Roasted coffee beans do not contain any free amino acids; the amino acids in green coffee beans are degraded under roasting temperature to Maillard products (reaction products between the aldehyde group of sugar and the alpha-amino group of the amino acids). Further, diketopiperazines, e.g. cyclo(proline-proline), cyclo(proline-leucine), and cyclo(proline-isoleucine), are generated from the corresponding amino acids, and are the major source of the bitter taste of roasted coffee. The bitter flavor of diketopiperazines is perceptible at around 20 mg/liter of water. The content of diketopiperazines in espresso is about 20 to 30 mg, which is responsible for its bitterness.

===Carbohydrates===
Carbohydrates make up about 50% of the dry weight of green coffee beans. The carbohydrate fraction of green coffee is dominated by polysaccharides, such as arabinogalactan, galactomannan, and cellulose, contributing to the tasteless flavor of green coffee. Mature brown to yellow coffee beans contain fewer residues of galactose and arabinose at the side chain of the polysaccharides, making the green coffee bean more resistant to physical breakdown and less soluble in water.

===Lipids===
The lipids found in green coffee include: linoleic acid, palmitic acid, oleic acid, stearic acid, arachidic acid, diterpenes, triglycerides, unsaturated long-chain fatty acids, esters, and amides. The total content of lipids in dried green coffee is 11.7–14 g/100 g. Lipids are present on the surface and in the interior matrix of green coffee beans. On the surface, they include derivatives of carboxylic acid-5-hydroxytryptamides with an amide bond to fatty acids (unsaturated C6 to C24) making up to 3% of total lipid content or 1200 to 1400 microgram/g dried green coffee bean. Such compounds form a wax-like cover on the surface of the coffee bean (200–300 mg lipids/100 g dried green coffee bean) protecting the interior matrix against oxidation and insects. Further, such molecules have antioxidative activity due to their chemical structure.

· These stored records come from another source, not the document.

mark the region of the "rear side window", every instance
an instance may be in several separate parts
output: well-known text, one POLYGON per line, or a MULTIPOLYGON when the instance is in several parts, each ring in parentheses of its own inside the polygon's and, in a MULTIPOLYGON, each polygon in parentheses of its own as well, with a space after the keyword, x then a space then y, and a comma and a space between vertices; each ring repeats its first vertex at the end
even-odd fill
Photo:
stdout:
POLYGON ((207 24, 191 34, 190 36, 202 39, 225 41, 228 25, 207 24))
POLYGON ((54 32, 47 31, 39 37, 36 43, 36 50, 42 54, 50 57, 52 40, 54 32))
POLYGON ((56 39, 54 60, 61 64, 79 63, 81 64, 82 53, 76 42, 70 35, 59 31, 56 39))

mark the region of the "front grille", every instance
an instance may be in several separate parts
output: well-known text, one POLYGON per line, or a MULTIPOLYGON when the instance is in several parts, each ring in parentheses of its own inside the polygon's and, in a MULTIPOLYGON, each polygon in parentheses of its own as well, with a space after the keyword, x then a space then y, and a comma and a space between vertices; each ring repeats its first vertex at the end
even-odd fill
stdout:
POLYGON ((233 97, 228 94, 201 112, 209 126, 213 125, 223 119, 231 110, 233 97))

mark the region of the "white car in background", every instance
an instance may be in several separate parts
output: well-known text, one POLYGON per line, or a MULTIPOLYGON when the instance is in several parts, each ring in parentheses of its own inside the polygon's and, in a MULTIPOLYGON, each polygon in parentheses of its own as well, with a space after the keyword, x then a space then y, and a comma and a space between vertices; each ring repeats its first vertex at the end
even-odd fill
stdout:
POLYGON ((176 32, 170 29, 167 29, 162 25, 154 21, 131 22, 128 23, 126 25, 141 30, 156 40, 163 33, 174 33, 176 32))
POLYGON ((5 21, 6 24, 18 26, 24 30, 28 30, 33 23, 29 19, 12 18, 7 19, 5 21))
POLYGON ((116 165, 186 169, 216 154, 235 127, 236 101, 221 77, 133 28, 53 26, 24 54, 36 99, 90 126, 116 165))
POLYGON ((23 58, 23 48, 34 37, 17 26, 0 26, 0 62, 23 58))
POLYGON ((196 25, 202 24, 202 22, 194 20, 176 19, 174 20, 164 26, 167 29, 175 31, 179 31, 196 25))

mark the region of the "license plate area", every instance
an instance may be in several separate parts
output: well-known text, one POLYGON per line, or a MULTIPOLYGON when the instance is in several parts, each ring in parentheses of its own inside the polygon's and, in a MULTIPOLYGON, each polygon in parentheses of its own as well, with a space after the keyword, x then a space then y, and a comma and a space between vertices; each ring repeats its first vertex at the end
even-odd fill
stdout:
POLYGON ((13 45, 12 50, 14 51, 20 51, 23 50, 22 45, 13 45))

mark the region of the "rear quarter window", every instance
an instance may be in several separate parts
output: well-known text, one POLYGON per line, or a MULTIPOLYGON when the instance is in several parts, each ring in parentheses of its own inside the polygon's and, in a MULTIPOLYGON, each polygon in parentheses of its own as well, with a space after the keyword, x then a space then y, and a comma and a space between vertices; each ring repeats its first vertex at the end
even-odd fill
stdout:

Lipids of the interior tissue are triglycerides, linoleic acid (46% of total free lipids), palmitic acid (30% to 35% of total free lipids), and esters. Arabica beans have a higher content of lipids (13.5–17.4 g lipids/100 g dried green coffee beans) than robustas (9.8–10.7 g lipids/100 g dried green coffee beans). The content of diterpenes is about 20% of the lipid fraction. The diterpenes found in green coffee include cafestol, kahweol and 16-O-methylcafestol. Some of these diterpenes have been shown in in vitro experiments to protect liver tissue against chemical oxidation. In coffee oil from green coffee beans the diterpenes are esterified with saturated long chain fatty acids.

===Non-volatile chlorogenic acids===
Chlorogenic acids belong to a group of compounds known as phenolic acids. The content of chlorogenic acids in dried arabica green coffee beans is 65 mg/g, and in robusta 140 mg/g, depending on the time of harvest. At roasting temperature, more than 70% of chlorogenic acids are destroyed.

Chlorogenic acids are homologous compounds comprising caffeic acid, ferulic acid and 3,4-dimethoxycinnamic acid, which are connected by an ester bond to the hydroxyl groups of quinic acid. Chlorogenic acids have a bitter taste in low concentrations such as 50 mg/L water. At higher concentrations of 1 g/L water, they have a sour taste. Chlorogenic acids increase the solubility of caffeine, and are important modulators of taste.

===Volatile compounds===

Volatile compounds of green coffee beans include short-chain fatty acids, aldehydes, and nitrogen-containing aromatic molecules, such as derivatives of pyrazines (green-herbaceous-earthy odor). When green coffee beans are roasted, other molecules with the typical pleasant aroma of coffee are generated, which are not present in fresh green coffee. During roasting, the major part of the unpleasant-tasting volatile compounds are neutralized.